For that reason, we’re glad to hear the Arroyo Grande City Council will re-examine its stringent tree ordinance. That ordinance strictly regulates tree removal and is especially protective of coastal live oaks, which cannot be removed even from asingle-family residential property without a city permit.
That requirement recently sent Arroyo Grande resident Steven Andrews to the council for relief. Andrews has a large 50-year-old oak tree on his property, and he says the debris from the tree aggravates his allergies, causing him to become extremely ill.
Andrews applied for a permit to remove the tree, but that request was denied by the city’s Parks & Recreation Commission. He then appealed to the City Council, which also denied the request. It did, however, advise Andrews to trim the tree back as much as possible, and if that doesn’t help, to return to the council.
City Council members worried that if they granted Andrews’ request, that could set a precedent.
But here’s our concern: If the council is too unbending, that could lead homeowners to surreptitiously cut down trees if they believe there’s no chance the city will grant a permit.

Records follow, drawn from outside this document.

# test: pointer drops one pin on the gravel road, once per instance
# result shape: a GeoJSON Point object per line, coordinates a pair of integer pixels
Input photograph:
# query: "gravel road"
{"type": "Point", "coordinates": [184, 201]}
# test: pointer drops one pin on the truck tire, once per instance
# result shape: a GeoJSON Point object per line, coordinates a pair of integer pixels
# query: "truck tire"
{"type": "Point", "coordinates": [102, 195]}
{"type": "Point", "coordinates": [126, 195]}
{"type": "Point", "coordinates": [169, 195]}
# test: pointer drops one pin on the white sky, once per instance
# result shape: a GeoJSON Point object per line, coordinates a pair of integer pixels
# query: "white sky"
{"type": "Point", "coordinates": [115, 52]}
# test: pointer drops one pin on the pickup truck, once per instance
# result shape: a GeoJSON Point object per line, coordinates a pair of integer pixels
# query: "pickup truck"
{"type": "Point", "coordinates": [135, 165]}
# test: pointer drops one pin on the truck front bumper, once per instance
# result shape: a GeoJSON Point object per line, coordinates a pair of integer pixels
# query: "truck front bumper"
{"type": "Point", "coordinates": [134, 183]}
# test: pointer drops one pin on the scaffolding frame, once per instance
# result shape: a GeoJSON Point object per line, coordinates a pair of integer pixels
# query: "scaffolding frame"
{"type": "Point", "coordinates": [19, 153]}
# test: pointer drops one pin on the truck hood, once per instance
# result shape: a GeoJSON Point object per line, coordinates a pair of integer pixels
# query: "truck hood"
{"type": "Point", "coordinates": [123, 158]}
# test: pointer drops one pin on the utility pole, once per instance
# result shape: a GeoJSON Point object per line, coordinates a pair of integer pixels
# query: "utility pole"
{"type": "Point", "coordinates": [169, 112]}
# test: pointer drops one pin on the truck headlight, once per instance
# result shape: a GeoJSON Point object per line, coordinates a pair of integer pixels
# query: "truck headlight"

And it isn’t just homeowners who are affected; the city also is bound by strict regulations in caring for the 5,300 trees in parks and along streets.
In the course of the tree discussion, Arroyo Grande Mayor Tony Ferrara raised general concerns about trees encroaching on public sidewalks and posing safety hazards.
We share those concerns, and we aren’t talking only about Arroyo Grande. Street trees are growing into power lines, buckling sidewalks and overpowering their surroundings in several communities, including San Luis Obispo.
We agree that trees are important and deserve to be protected.
But urban forests must be maintained properly and, sometimes, that means removing a tree that’s been inappropriately placed, causing extensive damage to property or threatening health and safety.
We commend agencies like Arroyo Grande that recognize the importance of trees in an urban environment, but tree protection must be tempered with common sense. The Arroyo Grande City Council is wise to take another look at its ordinance to ensure restrictions are not going overboard.